Il sottocapitolo sul “non detto”, come la parte dedicata alla rilevanza del labor limae rispetto al processo di creazione poetica, sono pagine generose di consigli che si potrebbero integrare, allontanandosi però dalla cultura giapponese, all’indimenticabile saggio di Gardini sugli stessi temi (Lacuna, Einaudi).

Come ha proverbialmente affermato Wittgenstein, “Tutto ciò che può essere detto si può dire in modo del tutto chiaro; e su ciò di cui non si può parlare si deve tacere”.

Nell’attraversare la differenza tra asse paradigmatico e sintagmatico, Sacco svela importanti nessi linguistici che ineriscono la scelta delle parole e il loro ordine all’interno di un testo, cosa da cui un autore non può prescindere, che gli piaccia o no.

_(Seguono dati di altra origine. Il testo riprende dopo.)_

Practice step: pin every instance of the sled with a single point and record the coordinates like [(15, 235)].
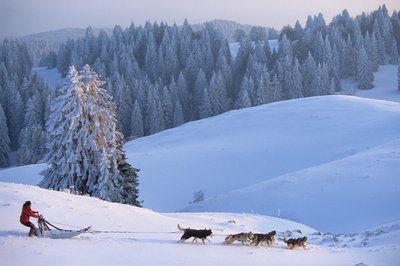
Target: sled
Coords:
[(57, 233)]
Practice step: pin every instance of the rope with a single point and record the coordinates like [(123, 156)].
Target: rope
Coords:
[(56, 226), (129, 232), (115, 231), (77, 227)]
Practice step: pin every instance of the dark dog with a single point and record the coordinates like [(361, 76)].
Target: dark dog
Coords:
[(267, 238), (245, 238), (296, 242), (195, 233)]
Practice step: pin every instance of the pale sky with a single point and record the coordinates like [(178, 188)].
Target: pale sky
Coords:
[(22, 17)]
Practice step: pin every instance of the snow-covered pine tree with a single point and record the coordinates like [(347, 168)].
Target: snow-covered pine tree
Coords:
[(4, 140), (137, 129), (365, 76), (84, 150), (398, 77)]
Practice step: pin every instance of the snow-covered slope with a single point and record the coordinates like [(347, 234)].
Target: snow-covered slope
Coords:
[(245, 147), (150, 238), (331, 162)]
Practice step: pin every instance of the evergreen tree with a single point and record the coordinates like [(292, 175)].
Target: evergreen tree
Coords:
[(4, 140), (398, 77), (85, 149), (275, 94), (178, 114), (205, 105), (365, 76), (243, 100), (31, 145), (309, 73), (137, 129)]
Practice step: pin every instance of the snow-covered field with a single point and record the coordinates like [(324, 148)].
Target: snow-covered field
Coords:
[(329, 163)]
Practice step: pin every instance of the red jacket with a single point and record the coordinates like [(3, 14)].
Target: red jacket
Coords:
[(26, 213)]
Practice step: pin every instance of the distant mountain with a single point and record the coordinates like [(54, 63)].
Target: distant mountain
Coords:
[(61, 35), (229, 29)]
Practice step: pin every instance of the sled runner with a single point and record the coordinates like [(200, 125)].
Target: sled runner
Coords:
[(57, 233)]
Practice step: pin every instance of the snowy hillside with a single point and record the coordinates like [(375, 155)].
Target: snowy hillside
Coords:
[(329, 162), (245, 147), (145, 237)]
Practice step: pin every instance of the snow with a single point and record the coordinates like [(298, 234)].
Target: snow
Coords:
[(234, 46), (52, 76), (152, 237), (324, 166)]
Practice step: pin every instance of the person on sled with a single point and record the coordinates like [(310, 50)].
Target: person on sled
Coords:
[(26, 214)]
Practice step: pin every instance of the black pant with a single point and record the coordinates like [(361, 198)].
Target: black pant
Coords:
[(32, 231)]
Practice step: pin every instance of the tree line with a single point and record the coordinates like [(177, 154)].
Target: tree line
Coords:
[(161, 76)]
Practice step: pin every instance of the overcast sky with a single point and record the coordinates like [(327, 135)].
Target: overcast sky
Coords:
[(22, 17)]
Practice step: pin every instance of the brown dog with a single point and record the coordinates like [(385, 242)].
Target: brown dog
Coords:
[(267, 238), (296, 242), (195, 233)]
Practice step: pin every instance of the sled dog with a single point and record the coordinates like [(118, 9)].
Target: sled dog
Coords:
[(267, 238), (195, 233), (245, 238), (296, 242)]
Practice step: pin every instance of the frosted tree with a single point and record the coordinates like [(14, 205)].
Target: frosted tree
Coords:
[(137, 129), (178, 115), (32, 144), (183, 94), (167, 107), (85, 149), (365, 76), (4, 140), (243, 99), (205, 109), (309, 73), (398, 77), (154, 117), (296, 87), (275, 93)]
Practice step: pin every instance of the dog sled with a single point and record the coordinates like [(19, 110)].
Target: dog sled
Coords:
[(49, 230)]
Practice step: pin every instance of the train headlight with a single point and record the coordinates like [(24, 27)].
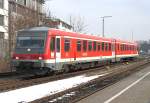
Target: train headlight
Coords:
[(17, 58), (40, 58)]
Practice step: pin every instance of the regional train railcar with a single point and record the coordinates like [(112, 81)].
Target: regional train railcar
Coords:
[(42, 50)]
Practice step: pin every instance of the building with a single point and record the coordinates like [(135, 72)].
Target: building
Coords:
[(3, 26), (58, 24), (10, 10)]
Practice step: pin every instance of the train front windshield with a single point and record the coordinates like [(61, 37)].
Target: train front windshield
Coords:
[(30, 42)]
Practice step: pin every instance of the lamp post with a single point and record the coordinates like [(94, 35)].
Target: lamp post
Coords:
[(103, 20)]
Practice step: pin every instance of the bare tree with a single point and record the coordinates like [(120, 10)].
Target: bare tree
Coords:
[(77, 23)]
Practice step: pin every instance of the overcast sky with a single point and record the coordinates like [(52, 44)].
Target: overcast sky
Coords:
[(127, 16)]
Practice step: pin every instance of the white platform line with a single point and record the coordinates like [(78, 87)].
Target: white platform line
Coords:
[(121, 92)]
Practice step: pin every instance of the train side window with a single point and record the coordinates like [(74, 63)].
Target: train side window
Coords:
[(98, 46), (67, 45), (109, 46), (89, 45), (121, 47), (84, 45), (106, 46), (78, 45), (52, 44), (94, 45), (118, 47), (58, 44), (102, 46)]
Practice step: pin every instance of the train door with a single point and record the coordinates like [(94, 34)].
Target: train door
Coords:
[(57, 51), (113, 50)]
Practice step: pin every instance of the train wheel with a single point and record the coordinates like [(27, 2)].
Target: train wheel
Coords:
[(42, 71)]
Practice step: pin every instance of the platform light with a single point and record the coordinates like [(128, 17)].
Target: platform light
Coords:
[(40, 58), (17, 58)]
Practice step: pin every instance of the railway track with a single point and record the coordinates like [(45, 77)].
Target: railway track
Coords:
[(26, 80), (11, 84), (77, 93)]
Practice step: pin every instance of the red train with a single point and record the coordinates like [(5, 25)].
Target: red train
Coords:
[(42, 50)]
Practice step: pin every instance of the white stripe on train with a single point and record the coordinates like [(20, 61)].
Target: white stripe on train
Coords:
[(87, 58)]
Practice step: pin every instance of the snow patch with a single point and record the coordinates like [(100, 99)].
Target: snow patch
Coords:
[(31, 93)]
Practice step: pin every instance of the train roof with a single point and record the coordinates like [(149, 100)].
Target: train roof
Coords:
[(43, 28), (71, 34)]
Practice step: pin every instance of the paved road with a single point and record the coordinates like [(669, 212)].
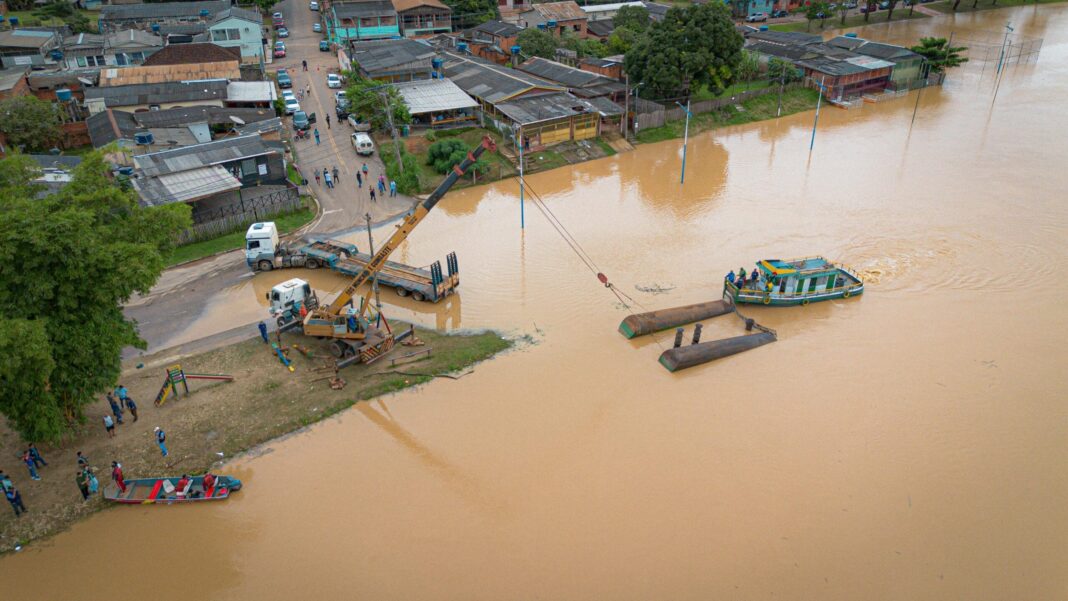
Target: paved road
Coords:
[(182, 293)]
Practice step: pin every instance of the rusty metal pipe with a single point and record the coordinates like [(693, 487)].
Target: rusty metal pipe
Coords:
[(656, 320), (675, 359)]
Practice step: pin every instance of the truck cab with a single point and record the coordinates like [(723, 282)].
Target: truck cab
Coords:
[(261, 244), (285, 299)]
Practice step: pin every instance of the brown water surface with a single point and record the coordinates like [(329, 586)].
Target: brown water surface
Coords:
[(909, 444)]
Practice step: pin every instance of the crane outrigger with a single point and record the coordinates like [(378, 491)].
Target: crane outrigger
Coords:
[(349, 327)]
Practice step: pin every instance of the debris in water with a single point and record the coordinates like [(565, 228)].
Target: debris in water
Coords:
[(655, 288)]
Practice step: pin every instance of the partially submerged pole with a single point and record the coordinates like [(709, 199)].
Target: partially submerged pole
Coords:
[(643, 323), (680, 358)]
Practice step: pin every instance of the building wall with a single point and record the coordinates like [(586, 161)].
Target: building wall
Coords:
[(251, 36)]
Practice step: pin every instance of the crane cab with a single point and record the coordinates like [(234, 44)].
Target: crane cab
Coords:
[(261, 246)]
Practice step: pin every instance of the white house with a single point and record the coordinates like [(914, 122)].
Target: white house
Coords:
[(238, 28)]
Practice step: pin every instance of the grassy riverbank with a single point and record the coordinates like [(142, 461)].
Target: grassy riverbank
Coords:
[(217, 421), (760, 108)]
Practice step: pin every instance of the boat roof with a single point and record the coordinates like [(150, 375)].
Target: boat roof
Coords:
[(795, 266)]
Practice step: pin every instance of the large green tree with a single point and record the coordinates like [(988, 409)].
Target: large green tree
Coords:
[(30, 123), (368, 98), (68, 261), (690, 47), (537, 43), (939, 54), (471, 13)]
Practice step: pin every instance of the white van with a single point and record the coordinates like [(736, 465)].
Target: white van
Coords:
[(363, 144)]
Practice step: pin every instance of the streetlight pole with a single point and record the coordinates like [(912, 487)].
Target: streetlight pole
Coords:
[(819, 100), (686, 138), (371, 247)]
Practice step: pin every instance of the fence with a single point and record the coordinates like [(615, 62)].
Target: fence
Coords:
[(658, 117), (237, 210)]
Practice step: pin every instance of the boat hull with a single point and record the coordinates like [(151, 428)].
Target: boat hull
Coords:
[(147, 491)]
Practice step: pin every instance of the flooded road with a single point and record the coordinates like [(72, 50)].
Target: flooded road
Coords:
[(908, 444)]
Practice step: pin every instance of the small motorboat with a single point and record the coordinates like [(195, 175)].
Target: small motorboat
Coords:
[(163, 490), (797, 281)]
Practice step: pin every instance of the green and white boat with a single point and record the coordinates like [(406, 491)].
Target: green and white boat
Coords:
[(798, 281)]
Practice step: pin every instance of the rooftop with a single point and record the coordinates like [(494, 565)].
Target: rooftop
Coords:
[(192, 53), (545, 107), (490, 81), (493, 28), (161, 10), (570, 77), (187, 158), (402, 5), (363, 9), (385, 54), (26, 38), (161, 74), (237, 13), (158, 93), (433, 95)]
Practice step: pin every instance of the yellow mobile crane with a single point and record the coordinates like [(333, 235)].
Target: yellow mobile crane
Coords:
[(352, 332)]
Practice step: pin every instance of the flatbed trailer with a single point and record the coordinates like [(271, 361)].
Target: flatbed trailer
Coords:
[(422, 284)]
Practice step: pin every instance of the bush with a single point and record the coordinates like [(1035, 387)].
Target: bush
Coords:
[(445, 154)]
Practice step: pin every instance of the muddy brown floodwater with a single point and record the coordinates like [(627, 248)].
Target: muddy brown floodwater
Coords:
[(910, 444)]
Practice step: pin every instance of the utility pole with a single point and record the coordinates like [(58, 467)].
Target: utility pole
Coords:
[(686, 138), (396, 144), (815, 121), (371, 247)]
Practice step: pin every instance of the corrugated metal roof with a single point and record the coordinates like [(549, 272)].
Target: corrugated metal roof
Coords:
[(186, 186), (432, 95), (187, 158)]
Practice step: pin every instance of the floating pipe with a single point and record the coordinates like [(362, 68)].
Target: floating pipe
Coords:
[(681, 358), (656, 320)]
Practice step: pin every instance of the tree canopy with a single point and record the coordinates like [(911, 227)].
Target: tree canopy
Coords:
[(365, 98), (939, 54), (690, 47), (68, 261), (30, 123)]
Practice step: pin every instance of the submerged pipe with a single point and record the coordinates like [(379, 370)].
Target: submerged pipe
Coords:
[(681, 358), (656, 320)]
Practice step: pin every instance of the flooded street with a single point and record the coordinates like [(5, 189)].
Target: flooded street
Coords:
[(909, 444)]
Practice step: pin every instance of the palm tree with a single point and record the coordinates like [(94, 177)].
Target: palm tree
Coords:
[(939, 54)]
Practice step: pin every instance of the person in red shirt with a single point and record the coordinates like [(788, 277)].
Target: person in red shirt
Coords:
[(116, 474)]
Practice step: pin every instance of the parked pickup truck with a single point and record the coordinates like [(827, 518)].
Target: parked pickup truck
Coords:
[(263, 252)]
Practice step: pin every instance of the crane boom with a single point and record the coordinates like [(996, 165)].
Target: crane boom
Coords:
[(405, 228)]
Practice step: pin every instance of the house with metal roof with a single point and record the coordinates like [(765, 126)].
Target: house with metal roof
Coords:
[(121, 48), (539, 112), (209, 173), (580, 82), (423, 17), (393, 60), (25, 47), (361, 20), (556, 17), (145, 15), (156, 96), (241, 29), (437, 103)]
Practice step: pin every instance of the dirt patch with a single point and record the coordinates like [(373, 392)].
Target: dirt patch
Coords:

Se il capitolo sui vari canoni estetici che si possono rendere all’interno di queste forme di poesia giapponese consente di entrare nel cuore di una tradizione che può apparire lontana, è in ogni caso utile riflettere sul sentimento che sta alla base della stesura di un testo e che non può non coincidere con il registro linguistico utilizzato.

L’uso della similitudine è sconsigliato negli haiku eppure, nella nostra tradizione, è perfino abusato: ecco che l’impatto delle figure retoriche non solo corrisponde alla koinè di un luogo e di una determinata civiltà ma ne sancisce l’espressività congenita.

Sacco, con questa pubblicazione lineare, esaustiva e scorrevole, ha messo a disposizione uno strumento utile non solo per conoscere la poesia di origine giapponese ma anche per riflettere sul “qui e ora” della poesia italiana in tutte le sue forme, nonché dell’atto autoriale con tutte le sue insidie.